= John Nicholson (orientalist) =

English orientalist (1809–1886)

John Nicholson (1809–1886) was an English landowner and orientalist, known for his command of Hebrew and Arabic.

==Life==
He was the son of the Rev. Mark Nicholson of Barbados, the eldest in a family of six and born there; his mother was Lucy Reynold Ellcock. He matriculated at The Queen's College, Oxford in 1825, at age 16, graduating B.A. in 1830. He then went to the University of Göttingen to study under Heinrich Ewald. Ludwig Leichhardt, a friend there, mentioned that Nicholson left Göttingen around the end of 1833. Nicholson's translation of Ewald's Hebrew Grammar was published by 1835.

In 1838 the Rev. Mark Nicholson died: to this point he had supported John Nicholson and his brother William with generous allowances. William had returned to the family home at Clifton, Bristol, and Leichhardt visited him there. Nicholson entered the University of Tübingen in 1838. He was awarded a doctorate there for a translation from the Arabic.

Nicholson then returned to England, settling at Penrith, Cumberland. He was first at "Inglewood", Townhead, from 1840, moving in 1851 to Fellside. The Maronite scholar Ahmad Faris al-Shidyaq paid an extended visit to him there, in winter 1851–2, examining manuscripts in Arabic. Another visitor, and a long-term correspondent, was Francis William Newman. The Swedenborgian traveller Rudolph Leonhard Tafel encountered there Mark Nicholson, John's youngest brother, in 1857.

In 1854, Nicholson was one of the founders of the Penrith Working Men's Reading Room, with Lord Brougham and William Marshall.

==Works==
- An Account of the Establishment of the Fatemite Dynasty in Africa (1840), translation from a work attributed to Al-Masudi. Nicholson translated and annotated the work, which he described as a chronicle by ʻArīb ibn Saʻd, a continuator of Al-Tabari.

==Legacy==
In 1885 Nicholson presented more than one hundred bound volumes to the library of the Royal Asiatic Society, of works in Sanskrit and other languages. A catalogue of his Arabic and Persian manuscripts was made by Reynold A. Nicholson, his grandson. R. A. Nicholson's early inspiration as an orientalist was his grandfather's library; and he inherited a collection of manuscripts from it.

==Family==
In 1836 Nicholson, then of Clifton, Bristol, married Ann Elizabeth Waring of Lyme Regis, daughter of Henry Waring, a naval captain; she was the sister of Edward John Waring and John Burley Waring. The couple resided in Lyme Regis for a period, during which their first child was born, in 1838. This was John Henry Nicholson.

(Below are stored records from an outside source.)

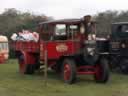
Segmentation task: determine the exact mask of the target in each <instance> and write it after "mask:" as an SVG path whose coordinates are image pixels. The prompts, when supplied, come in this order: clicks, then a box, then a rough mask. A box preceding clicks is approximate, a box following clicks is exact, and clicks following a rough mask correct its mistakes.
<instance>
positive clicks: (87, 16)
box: [83, 15, 92, 23]
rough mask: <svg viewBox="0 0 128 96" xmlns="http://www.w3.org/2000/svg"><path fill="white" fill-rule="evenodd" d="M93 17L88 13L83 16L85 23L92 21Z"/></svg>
mask: <svg viewBox="0 0 128 96" xmlns="http://www.w3.org/2000/svg"><path fill="white" fill-rule="evenodd" d="M91 18H92V17H91V16H90V15H86V16H84V17H83V20H84V22H85V23H90V22H91Z"/></svg>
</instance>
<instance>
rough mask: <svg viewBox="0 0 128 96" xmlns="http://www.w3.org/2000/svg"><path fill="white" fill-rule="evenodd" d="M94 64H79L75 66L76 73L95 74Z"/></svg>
mask: <svg viewBox="0 0 128 96" xmlns="http://www.w3.org/2000/svg"><path fill="white" fill-rule="evenodd" d="M95 68H96V67H95V66H80V67H78V68H77V74H79V75H85V74H96V71H95Z"/></svg>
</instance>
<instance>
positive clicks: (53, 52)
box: [39, 16, 95, 59]
mask: <svg viewBox="0 0 128 96" xmlns="http://www.w3.org/2000/svg"><path fill="white" fill-rule="evenodd" d="M39 33H40V43H41V45H40V46H41V47H42V46H43V47H44V46H45V45H46V47H45V48H46V50H48V57H49V58H50V59H56V58H59V56H62V55H71V54H76V53H79V52H80V50H81V48H83V47H84V45H85V41H88V40H93V39H95V23H94V22H92V21H91V16H85V17H84V18H82V19H63V20H54V21H47V22H42V23H40V24H39ZM46 43H47V44H46ZM45 48H42V49H41V51H42V50H44V49H45ZM53 53H54V54H53ZM42 55H43V52H42ZM42 58H43V57H42Z"/></svg>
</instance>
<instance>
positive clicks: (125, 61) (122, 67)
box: [119, 58, 128, 74]
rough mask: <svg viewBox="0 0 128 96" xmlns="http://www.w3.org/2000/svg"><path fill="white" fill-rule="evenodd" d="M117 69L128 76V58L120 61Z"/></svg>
mask: <svg viewBox="0 0 128 96" xmlns="http://www.w3.org/2000/svg"><path fill="white" fill-rule="evenodd" d="M119 67H120V70H121V72H122V73H123V74H128V58H126V59H122V60H121V61H120V64H119Z"/></svg>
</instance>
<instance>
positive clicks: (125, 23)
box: [112, 22, 128, 25]
mask: <svg viewBox="0 0 128 96" xmlns="http://www.w3.org/2000/svg"><path fill="white" fill-rule="evenodd" d="M112 24H113V25H121V24H128V22H115V23H112Z"/></svg>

In all, the couple had 12 children, of whom eight survived to adulthood. John Henry Baptised at Penrith were subsequent children: William Robert (1841); Ann Elizabeth (1842); Henry Allayne (1844); Lucy Waring (1846); Edith Allayne (1849, died shortly); Frances Margaret (1852); Francis Reynold (1853); and Edward Elcock (1854). Frances, the tenth child, a temperance activist and philanthropist, did not marry, dying in 1942 at age 90. She was a Poor Law Guardian, and participated in the Brabazon scheme. For World War I refugee work, she received the Queen Elisabeth Medal.

Ann is now known as the biographer of Jane Carlyle. She was brought up partly with relations in Barbados, and partly in London, and had Russell Martineau as tutor. She married Alexander Ireland in 1865, and was mother of John Ireland the composer. She died in 1893.

Nicholson's brother William moved to Cleveland, Ohio in 1848, and married Elizabeth Wilson of Canandaigua; he died in 1853. Elizabeth, having also lost her two children, then emigrated to the Penrith household. There she helped bring up Frances Margaret.